Parents these days name their babies Jacob or Isabella instead of John or Mary for similar reasons that people decades ago bought cars with tailfins instead of Edsels — because they are fashionable, according to a new UC Davis study.
The newest fashion will be set when Prince William and Kate named their first child, who was born Monday.
However, until then, Hema Yoganarasimhan, an assistant professor and marketing expert in the Graduate School of Management, has reviewed favored baby name cycles since 1940. She compared lists of popular names kept by the Social Security Administration with data on people’s education and whether they worked in or took part in cultural or arts events. Additional data came from the U.S. Census Bureau and the U.S. Bureau of Labor Statistics.

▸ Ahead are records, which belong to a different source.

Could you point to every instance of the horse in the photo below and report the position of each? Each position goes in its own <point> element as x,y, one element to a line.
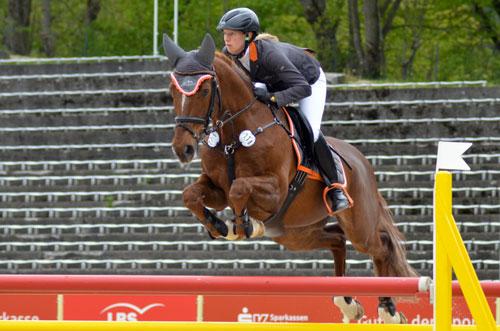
<point>248,163</point>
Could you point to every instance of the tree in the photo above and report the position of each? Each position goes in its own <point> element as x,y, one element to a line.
<point>91,13</point>
<point>378,19</point>
<point>46,35</point>
<point>17,37</point>
<point>325,29</point>
<point>489,18</point>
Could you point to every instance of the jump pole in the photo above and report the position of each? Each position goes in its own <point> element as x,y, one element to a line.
<point>449,249</point>
<point>214,285</point>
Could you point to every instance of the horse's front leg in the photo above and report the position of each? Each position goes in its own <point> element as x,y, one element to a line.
<point>204,193</point>
<point>264,193</point>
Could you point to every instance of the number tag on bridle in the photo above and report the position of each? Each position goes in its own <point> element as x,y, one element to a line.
<point>213,139</point>
<point>247,138</point>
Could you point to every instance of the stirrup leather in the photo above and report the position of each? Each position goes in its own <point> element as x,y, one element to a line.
<point>328,205</point>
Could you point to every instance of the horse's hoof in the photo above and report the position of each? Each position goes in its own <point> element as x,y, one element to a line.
<point>222,228</point>
<point>351,311</point>
<point>397,318</point>
<point>231,231</point>
<point>248,228</point>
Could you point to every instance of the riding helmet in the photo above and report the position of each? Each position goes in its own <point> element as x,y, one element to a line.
<point>240,19</point>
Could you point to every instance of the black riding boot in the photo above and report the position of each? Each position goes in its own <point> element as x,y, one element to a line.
<point>331,170</point>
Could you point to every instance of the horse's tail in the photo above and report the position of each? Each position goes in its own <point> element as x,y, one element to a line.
<point>392,237</point>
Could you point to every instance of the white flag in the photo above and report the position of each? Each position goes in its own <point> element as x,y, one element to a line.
<point>450,156</point>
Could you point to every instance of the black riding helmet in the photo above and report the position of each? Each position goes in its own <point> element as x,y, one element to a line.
<point>240,19</point>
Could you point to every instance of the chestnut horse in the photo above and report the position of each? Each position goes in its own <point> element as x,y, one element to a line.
<point>215,106</point>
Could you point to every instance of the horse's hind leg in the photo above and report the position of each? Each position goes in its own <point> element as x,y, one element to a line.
<point>390,261</point>
<point>351,308</point>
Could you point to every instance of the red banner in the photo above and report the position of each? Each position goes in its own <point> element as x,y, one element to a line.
<point>28,307</point>
<point>129,308</point>
<point>285,309</point>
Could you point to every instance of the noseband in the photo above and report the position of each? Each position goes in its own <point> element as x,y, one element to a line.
<point>181,121</point>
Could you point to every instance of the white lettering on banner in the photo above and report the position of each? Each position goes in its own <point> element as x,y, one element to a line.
<point>127,315</point>
<point>456,321</point>
<point>7,317</point>
<point>418,320</point>
<point>247,317</point>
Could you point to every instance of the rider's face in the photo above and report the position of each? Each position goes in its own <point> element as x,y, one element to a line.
<point>234,40</point>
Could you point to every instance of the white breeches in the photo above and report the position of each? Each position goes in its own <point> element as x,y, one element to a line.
<point>314,105</point>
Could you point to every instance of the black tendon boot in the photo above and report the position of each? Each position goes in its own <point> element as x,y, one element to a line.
<point>331,170</point>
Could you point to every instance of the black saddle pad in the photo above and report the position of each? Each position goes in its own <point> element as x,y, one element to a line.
<point>305,137</point>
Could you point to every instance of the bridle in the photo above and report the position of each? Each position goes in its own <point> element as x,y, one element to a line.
<point>181,121</point>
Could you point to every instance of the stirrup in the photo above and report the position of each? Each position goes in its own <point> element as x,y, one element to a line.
<point>330,206</point>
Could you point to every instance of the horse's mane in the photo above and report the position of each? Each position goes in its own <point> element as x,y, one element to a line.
<point>227,61</point>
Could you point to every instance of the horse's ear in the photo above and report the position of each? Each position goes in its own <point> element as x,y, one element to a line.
<point>206,53</point>
<point>172,51</point>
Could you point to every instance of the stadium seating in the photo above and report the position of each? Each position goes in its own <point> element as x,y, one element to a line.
<point>89,183</point>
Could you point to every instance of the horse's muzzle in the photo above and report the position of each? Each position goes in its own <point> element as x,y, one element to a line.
<point>185,153</point>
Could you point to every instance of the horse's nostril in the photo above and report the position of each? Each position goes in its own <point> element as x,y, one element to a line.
<point>188,150</point>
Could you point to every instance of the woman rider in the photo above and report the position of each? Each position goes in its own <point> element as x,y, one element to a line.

She observed that the so-called “cultured” parents tended to start baby name trends, and then others adopted those names. When the names became popular, the cultured parents were the first to drop usage of those popular names, she said.
“If cultured people live in similar neighborhoods, attend similar cultural events, work in similar environments and overall interact more with each other than with those outside their group, then it is easier for a cultured parent to obtain information on the names that other cultured people have given their children compared to a not-so-cultured parent,” the paper said.
Because naming a baby doesn’t cost money, it is a good way to study a cycle of behavior, she said.
“Name choice is one of the few contexts where individual decisions are uninfluenced by supply-side consideration,” Yoganarasimhan said. “Since the choice of a child’s name is one of the more important and conspicuous decisions that parents make, it is likely to be at least as affected by social influences as are other conspicuous decisions.”
Steadily used names such as David, James, Jennifer and Sarah peaked and dipped over many generations. Other names such as Jason and Heather trended upward for only a few years.
“There are no consistent patterns in when a name starts becoming popular or when it starts dropping. In this respect, these cycles resemble stock market and real estate bubbles,” she said.
Past generations named their children for older relatives, chose names from the Bible or picked names with ethnic roots, but in the last few decades, people have been more likely to choose names that signify their place in society.
Wealth and celebrity are not major influences on baby names, she found, nor is religion.
“Even though some biblical names have remained popular (Samuel, Seth) their choice is likely driven by other considerations since many other Biblical names have declined in popularity (Michael, Paul),” the paper said.